Introduction to Cloud Computing - Unit 5 Flashcards
(59 cards)
What is MLflow?
An open-source platform to streamline the process of developing and deploying ML models in a version-controlled manner.
What components compose MLflow, and what do they mean?
- MLflow Tracking: ability to track chosen parameters and models during different runs
- MLflow Projects: portable projects consisting of ML models
- MLflow Models
- MLflow Model Registry: centralized location for trained models
When packaging ML models into MLflow Projects, which technologies are used?
Conda and Docker
What is a virtual environment in Python?
An isolated context with defined dependencies.
What is the relationship between an experiment and a run in MLflow?
An experiment can hold any number of runs.
How is automatic logging acheived with MLflow in Python?
Through the .autolog()
method.
What is the MLflow UI?
A locally-hosted webpage that allows visualization and comparision of different models.
What is one of the main offers of Databricks?
Fully managed Spark clusters.
What is the source of the word Lakehouses? What are they in the context of Databricks?
A combination of data lakes and data warehouse. They are a unified data store solution for structured and unstructured data.
What does the acryonym ACID have to do with, and what does it stand for?
Database principles to follow:
- atomicity
- consistency
- isolation
- durability
What are Delta Lakes used for?
Big data
What different tables exist in Delta Live Tables?
- bronze: unprocessed raw data
- silver: partly pre-processed, enriched data
- gold: ready-to-use data for business needs
What is Unity Catalog used for, and ontop of?
For data governance ontop of Delta Lake.
Does Databricks have only one environment in which it executes?
No, it depends on the context (SQL, streaming, ML, etc.)
What specialized service does Google Cloud offer for ML?
Specialized VMs
What is the Google Cloud AI Platform?
A centralized collection of services developed for typical ML and DS workflows.
What does the Google Cloud offering AI Platform Pipelines offer?
- regular re-training of data
- CI/CD pipelines
- labeling service
What is Google Vertex AI?
A development environment designed to cover typical data science workflows.

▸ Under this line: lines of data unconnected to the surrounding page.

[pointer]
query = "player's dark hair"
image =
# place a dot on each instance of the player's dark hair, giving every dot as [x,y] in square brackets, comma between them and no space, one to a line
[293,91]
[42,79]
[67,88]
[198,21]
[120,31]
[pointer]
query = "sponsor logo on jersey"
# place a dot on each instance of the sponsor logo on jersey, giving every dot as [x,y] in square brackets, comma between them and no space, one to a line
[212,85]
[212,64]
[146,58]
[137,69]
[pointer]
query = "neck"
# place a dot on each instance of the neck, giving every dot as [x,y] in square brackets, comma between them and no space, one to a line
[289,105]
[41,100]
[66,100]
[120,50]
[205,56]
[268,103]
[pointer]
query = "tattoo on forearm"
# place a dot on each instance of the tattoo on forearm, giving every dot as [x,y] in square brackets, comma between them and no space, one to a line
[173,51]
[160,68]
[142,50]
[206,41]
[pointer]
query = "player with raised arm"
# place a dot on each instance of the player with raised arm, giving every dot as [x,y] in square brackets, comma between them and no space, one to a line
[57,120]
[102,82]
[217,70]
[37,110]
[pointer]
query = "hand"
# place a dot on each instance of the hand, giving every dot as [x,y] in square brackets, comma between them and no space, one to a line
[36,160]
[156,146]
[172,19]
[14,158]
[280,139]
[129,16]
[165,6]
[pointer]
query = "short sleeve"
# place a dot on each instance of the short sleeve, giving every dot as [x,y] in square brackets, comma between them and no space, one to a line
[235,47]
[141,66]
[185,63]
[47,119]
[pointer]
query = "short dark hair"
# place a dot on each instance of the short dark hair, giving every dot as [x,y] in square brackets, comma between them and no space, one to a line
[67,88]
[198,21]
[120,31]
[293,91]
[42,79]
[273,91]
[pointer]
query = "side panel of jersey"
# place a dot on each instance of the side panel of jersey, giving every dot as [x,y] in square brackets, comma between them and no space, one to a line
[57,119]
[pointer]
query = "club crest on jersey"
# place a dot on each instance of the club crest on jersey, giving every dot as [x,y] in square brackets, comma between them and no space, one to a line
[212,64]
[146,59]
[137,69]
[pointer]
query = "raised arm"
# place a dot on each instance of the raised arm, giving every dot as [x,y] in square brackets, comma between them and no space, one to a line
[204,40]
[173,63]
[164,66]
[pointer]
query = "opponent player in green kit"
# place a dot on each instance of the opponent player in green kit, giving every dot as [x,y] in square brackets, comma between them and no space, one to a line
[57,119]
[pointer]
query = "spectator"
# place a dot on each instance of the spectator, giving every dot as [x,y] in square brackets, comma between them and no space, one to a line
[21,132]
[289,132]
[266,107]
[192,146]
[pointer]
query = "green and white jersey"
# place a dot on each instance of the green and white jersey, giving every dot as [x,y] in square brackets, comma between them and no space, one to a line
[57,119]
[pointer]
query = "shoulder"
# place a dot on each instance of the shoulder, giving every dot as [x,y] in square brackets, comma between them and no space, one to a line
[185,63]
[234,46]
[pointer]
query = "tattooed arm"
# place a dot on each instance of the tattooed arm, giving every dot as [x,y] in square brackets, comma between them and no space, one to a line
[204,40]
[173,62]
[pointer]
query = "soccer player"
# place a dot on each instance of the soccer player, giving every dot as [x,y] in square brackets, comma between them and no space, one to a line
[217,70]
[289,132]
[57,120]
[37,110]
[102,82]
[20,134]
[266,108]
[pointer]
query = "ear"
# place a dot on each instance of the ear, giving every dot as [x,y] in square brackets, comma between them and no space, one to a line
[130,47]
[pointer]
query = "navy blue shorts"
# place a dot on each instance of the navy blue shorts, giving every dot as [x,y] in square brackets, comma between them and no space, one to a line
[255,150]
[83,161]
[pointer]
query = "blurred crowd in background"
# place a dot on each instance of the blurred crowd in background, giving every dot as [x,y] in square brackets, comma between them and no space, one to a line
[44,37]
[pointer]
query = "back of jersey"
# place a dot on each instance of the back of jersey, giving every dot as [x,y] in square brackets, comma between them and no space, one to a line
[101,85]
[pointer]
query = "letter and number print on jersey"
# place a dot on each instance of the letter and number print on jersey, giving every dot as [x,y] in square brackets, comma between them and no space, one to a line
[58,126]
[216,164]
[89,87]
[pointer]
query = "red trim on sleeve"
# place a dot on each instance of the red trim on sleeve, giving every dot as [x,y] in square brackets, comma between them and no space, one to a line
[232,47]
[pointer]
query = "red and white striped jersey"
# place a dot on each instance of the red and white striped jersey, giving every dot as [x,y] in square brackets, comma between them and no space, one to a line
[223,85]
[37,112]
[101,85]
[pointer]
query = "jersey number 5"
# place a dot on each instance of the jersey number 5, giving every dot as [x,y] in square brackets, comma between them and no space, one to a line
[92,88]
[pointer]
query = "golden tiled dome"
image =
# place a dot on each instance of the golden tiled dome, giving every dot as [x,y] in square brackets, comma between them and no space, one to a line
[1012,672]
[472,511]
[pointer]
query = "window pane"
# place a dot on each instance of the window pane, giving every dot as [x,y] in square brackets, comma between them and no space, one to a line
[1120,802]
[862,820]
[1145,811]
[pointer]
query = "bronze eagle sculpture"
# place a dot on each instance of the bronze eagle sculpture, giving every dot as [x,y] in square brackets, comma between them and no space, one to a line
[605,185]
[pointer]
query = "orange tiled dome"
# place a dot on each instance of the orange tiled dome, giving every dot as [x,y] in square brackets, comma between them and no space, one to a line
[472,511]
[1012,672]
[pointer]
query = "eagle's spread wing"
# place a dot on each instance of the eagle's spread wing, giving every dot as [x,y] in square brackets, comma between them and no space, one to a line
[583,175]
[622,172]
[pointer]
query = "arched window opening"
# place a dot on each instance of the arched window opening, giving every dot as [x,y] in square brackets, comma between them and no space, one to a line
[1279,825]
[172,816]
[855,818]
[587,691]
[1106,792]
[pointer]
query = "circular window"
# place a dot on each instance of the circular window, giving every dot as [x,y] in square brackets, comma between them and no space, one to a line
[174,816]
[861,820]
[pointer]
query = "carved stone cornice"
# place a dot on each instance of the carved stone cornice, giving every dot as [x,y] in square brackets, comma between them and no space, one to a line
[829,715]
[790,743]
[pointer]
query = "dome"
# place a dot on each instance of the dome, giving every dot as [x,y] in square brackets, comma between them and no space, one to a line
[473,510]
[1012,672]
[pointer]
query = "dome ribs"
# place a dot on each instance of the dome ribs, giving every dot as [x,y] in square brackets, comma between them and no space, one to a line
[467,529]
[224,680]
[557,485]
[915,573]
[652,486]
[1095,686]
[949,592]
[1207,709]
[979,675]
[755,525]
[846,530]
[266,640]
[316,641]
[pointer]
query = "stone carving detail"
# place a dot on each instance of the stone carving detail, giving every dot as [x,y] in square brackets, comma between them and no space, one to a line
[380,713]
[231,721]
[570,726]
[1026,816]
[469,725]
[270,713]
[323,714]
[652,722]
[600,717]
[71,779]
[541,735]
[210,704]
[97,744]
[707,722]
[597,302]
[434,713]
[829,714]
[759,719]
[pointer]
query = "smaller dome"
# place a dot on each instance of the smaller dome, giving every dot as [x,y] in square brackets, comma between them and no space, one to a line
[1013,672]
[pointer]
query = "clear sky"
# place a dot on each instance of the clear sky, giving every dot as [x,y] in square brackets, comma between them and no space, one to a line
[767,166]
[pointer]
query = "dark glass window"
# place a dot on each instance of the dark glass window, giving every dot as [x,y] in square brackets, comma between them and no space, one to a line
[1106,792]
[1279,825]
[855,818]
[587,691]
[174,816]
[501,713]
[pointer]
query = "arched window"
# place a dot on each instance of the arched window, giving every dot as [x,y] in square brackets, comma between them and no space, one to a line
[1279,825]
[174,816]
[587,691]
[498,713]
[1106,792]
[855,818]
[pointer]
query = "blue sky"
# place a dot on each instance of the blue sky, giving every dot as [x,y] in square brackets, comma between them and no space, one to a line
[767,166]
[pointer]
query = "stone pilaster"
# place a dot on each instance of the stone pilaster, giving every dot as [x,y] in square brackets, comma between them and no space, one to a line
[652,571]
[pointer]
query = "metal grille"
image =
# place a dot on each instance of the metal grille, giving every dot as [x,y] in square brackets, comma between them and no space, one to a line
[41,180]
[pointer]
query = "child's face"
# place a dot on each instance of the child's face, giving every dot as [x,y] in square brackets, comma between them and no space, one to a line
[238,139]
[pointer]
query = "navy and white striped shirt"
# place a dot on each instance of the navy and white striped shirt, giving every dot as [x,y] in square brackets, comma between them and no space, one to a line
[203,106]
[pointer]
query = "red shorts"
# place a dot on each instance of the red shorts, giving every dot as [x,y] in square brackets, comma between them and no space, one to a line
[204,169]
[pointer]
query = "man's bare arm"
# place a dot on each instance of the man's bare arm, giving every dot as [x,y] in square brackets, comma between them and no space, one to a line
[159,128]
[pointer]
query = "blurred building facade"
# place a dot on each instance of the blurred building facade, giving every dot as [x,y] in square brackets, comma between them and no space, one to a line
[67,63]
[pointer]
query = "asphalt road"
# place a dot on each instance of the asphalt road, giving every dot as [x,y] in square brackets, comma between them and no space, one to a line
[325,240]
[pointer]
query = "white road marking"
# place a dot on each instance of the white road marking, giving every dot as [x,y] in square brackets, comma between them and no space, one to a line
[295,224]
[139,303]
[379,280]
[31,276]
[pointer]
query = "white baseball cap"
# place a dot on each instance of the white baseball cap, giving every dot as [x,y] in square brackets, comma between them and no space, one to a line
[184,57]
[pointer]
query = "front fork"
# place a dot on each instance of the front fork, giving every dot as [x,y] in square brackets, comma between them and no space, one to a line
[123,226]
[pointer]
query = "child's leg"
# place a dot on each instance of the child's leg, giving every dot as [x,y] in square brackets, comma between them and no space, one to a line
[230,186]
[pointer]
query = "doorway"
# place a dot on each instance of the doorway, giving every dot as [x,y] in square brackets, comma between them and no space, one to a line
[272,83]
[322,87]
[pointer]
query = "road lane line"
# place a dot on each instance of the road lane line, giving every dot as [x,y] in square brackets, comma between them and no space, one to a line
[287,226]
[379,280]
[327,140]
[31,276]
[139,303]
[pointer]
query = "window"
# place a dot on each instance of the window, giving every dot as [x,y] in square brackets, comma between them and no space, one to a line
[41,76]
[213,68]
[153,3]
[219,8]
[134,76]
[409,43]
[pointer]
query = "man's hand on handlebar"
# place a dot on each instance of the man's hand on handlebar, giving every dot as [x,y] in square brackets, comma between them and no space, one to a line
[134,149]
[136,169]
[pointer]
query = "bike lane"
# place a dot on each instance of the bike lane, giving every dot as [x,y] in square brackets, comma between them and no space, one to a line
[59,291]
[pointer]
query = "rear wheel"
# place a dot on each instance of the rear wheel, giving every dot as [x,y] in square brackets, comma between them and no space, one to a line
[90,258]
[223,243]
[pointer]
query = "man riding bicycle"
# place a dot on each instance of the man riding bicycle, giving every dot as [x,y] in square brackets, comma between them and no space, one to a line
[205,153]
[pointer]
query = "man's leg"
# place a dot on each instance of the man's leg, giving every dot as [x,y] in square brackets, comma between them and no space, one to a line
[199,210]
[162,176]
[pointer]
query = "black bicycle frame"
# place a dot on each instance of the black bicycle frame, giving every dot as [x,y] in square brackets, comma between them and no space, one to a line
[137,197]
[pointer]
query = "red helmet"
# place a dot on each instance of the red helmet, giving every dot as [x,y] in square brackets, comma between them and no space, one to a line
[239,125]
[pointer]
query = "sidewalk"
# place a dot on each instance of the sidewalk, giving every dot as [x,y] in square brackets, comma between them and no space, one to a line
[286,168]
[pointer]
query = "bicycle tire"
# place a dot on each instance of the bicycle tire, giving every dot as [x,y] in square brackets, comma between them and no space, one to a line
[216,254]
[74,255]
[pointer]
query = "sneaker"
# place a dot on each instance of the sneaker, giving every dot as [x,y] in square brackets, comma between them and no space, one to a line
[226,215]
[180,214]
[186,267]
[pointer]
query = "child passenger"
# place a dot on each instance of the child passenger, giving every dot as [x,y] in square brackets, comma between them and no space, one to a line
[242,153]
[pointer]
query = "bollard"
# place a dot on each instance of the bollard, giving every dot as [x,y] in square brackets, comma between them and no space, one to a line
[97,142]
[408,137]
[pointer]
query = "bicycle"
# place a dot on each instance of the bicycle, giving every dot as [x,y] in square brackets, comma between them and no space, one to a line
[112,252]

What technologies, in conjunction with Google Vertex AI, can be used to develop an ML model without coding at all?
AutoML and a GUI
What languages does Google Vertex AI Workbench support?
Python, SQL, or R
What is transfer learning in ML?
Adapting a pre-trained ML model to particular use cases.
What is the meaning of the following ML offerings on Google Cloud:
- teachable machine
- natural language AI
- dialogflow
- teachable machine: transfer learning without writing code
- natural language AI: extract numeric information from unstructured text data
- dialogflow: used to create chat- and voice-bots
What is Amazon Elastic MapReduce used for, and with which technologies?
Big data processing using Apache Spark, Hive, Presto, or another big data processing framework.
What does AWS SageMaker offer?
A broad range of services and tools covering the complete lifecycle of a typical data science project.